[thesite] database: content table

Sat May 26 00:07:30 CDT 2001

> I love steadfast rules like the one
> you are implying in that first sentence.

thanks, joshua

not sure i can do the subject justice in one post (database books usually
devote an entire chapter to group by and having) but here goes...

suppose you have a database of city data

create table census
  (cityname  char(50)
  , county  char(2) references countytable
  , state  char(2) references statetable
  , men  integer
  , women integer
  , dogs integer
  , cats integer)

each city has foreign keys to its state and county, plus some demographic
data

there's one row per city

now let's look at a query

  select county, count(*)
      from census
   group by county

you get one row per group, i.e. one per county, and it contains the number
of cities -- actually rows, but there's one row per city in the table -- in
each county

try another

  select state, sum(dogs)
   from census
     group by state

again, one row per group, i.e. one row per state

now it gets trickier

  select  state, county, avg(men), avg(women)
    from census
      group by state, county

notice that the columns in the group by are also in the select list

you get one row per county per state, and the averages in this case are
city averages

the rows in the result set produced by a group by operation are similar to
the "subtotals" rows you get in report writer programs if you turn "details
off" (if you know what i mean)

it's kinda like you did a select distinct on the group by columns, to get
all the different combinations, but at the same time, producing subtotals
(counts, sums averages, etc.) for each distinct group

and don't forget the having clause, it can be quite useful too  --

  select cityname, count(state)
     from census
    group by cityname
     having count(state)>1

finds all citynames that exist in more than one state (tricky, but it's a
byproduct of the one-to-many relationship from state to city, nobody said
city names had to be unique)

what about this --

   select sum(dogs), sum(cats)
     from census

where's the group by??  don't really need one!!

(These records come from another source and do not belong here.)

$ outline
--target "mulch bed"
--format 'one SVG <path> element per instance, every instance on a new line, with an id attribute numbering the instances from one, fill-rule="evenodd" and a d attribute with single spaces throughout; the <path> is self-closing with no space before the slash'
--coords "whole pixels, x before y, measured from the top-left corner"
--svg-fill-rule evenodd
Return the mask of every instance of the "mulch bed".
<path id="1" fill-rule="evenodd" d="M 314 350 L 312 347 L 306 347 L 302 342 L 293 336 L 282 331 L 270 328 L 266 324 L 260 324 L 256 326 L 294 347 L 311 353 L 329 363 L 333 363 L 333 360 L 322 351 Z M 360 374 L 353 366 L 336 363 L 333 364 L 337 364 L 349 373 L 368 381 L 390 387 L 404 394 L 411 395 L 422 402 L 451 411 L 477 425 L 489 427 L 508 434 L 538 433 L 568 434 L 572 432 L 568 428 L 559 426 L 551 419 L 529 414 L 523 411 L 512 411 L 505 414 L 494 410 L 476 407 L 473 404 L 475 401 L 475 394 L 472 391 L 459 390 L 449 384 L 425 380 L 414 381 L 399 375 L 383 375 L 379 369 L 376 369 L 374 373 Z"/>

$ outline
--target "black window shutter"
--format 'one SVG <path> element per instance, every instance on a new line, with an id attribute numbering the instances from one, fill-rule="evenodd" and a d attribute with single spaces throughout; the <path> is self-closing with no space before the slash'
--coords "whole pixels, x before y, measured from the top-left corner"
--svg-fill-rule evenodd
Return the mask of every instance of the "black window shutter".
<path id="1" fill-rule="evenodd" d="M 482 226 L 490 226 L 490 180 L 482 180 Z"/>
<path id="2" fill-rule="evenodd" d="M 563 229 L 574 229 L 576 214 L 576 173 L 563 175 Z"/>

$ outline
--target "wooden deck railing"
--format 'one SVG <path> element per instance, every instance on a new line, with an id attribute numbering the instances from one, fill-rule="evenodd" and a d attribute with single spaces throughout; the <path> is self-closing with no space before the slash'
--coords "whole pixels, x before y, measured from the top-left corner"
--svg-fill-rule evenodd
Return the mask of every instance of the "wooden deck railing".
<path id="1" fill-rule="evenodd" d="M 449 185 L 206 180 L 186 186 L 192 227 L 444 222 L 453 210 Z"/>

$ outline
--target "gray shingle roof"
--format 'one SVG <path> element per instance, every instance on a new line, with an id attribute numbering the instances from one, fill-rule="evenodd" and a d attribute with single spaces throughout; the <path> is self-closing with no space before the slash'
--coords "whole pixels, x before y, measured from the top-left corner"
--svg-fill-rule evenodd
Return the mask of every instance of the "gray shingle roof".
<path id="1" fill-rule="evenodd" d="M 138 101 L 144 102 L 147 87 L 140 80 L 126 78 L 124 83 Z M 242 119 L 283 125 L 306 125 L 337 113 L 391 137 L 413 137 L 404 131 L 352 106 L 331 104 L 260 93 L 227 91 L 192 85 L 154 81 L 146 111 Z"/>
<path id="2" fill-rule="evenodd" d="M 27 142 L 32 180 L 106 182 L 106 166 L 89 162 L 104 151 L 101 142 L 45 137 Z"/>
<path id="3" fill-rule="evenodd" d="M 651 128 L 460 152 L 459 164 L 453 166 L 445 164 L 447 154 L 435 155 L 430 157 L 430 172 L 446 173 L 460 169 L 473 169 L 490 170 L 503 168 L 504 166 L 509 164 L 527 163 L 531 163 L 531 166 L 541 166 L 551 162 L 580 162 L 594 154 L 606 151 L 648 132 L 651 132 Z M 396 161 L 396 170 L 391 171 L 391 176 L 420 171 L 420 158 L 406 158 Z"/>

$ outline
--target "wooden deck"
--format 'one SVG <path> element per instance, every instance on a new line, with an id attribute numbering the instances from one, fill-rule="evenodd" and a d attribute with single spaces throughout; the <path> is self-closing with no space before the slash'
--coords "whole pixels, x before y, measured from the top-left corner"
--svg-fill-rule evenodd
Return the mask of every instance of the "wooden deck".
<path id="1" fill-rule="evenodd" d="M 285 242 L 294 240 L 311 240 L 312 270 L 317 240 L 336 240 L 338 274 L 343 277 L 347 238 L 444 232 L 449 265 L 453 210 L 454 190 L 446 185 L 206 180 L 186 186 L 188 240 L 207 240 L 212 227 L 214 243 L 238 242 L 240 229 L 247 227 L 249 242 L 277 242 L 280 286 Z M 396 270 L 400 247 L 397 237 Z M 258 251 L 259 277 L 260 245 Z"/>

the entire table is the group, so you only get one row back

see, any time you have a group by, the columns in the group by have to be
in the select list too

  select state, sum(cats)
    from census

bzzzzt,  this gives an error, you can't have an aggregate function without
the group by if there's a plain old ordinary column in the select list

you'd think that the database would be smart enough to just plug in the
group by columns whenever you use an aggregate function in the select list,
but noooooo....

finally, one caveat -- MySQL is a bit wacky when it comes to groups

7.4.13  Functions for Use with GROUP BY Clauses
http://www.mysql.com/documentation/mysql/bychapter/manual_Reference.html#Gr
oup_by_functions">

   MySQL has extended the use of GROUP BY. You can use
   columns or calculations in the SELECT expressions that don't
   appear in the GROUP BY part. This stands for any possible value
   for this group. You can use this to get better performance by
   avoiding sorting and grouping on unnecessary items. For example,
   you don't need to group on customer.name in the following query:

   mysql> select order.custid,customer.name,max(payments)
         from order,customer
         where order.custid = customer.custid
         GROUP BY order.custid;

   In ANSI SQL, you would have to add customer.name to the
   GROUP BY clause. In MySQL, the name is redundant if you
   don't run in ANSI mode.

   <STRONG>Don't use this feature</STRONG> if the columns
   you omit from the GROUP BY part aren't unique in the group!
   You will get unpredictable results.

i personally have not had a chance to play with this wackiness, and i'm not
eager to...

helps?

rudy